Em segundo lugar, Trump deve estender os cortes de impostos para as empresas americanas, o que tende a adicionar atratividade relativa ao mercado acionário norte-americano frente aos emergentes e, novamente, desfavorecer fluxos de capitais para o Brasil. A liquidez dos investimentos globais será drenada por um imenso ralo norte-americano.
Esses dois fatores – tarifas e cortes de impostos - tendem a aumentar a diferença relativa de crescimento entre os EUA e o mundo. A perspectiva de taxas de juros mais elevados por lá força o Banco Central do Brasil a seguir no ciclo de alta que se iniciou. Mais um sinal desafiador para os países emergentes.

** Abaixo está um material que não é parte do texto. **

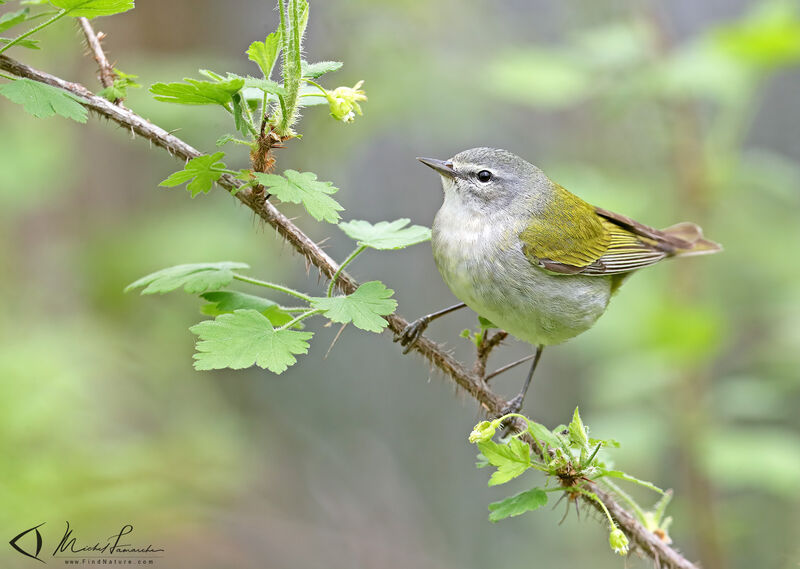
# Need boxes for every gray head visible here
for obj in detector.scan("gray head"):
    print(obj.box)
[418,148,552,212]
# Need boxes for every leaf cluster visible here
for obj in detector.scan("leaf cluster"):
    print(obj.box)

A questão fiscal segue como chave e faz parte do pacote de nossas idiossincrasias internas. A possibilidade de um pacote de cortes de gastos vai na direção correta. Mas, em uma economia aquecida e com inflação em vias de retomada da aceleração, o Banco Central vai ter de manter juros apertados, deixando a bolsa menos atrativa nesse contexto internacional.
André Diniz é economista-chefe para internacional da Kinea Investimentos
Solange Srour: ‘Contexto torna ainda mais urgente a necessidade de endereçarmos nosso desequilíbrio fiscal’
De um lado, o resultado das eleições presidenciais dos EUA elimina uma incerteza sobre o comando de uma das duas economias mais relevantes do mundo; de outro, inaugura uma série de outras dúvidas. Trump fez uma campanha bastante incisiva em defesa de impostos baixos, desregulamentação agressiva e assumindo uma postura bastante dura em relação à imigração e à imposição de tarifas comerciais.
A política comercial parece ser o principal canal pelo qual a eleição dos EUA pode gerar um choque global. Trump defende o aumento das tarifas sobre produtos chineses para 60% e entre 10% a 20% para os demais países. Ainda que não cumpra 100% de suas promessas, é uma política que tende a levar à valorização do dólar, inflação mais alta, maiores taxas de juros e menor crescimento nos EUA. As retaliações dos países afetados podem vir através de imposição de tarifas ao redor do mundo (uma verdadeira “guerra comercial”) e uma onda de desvalorizações cambiais.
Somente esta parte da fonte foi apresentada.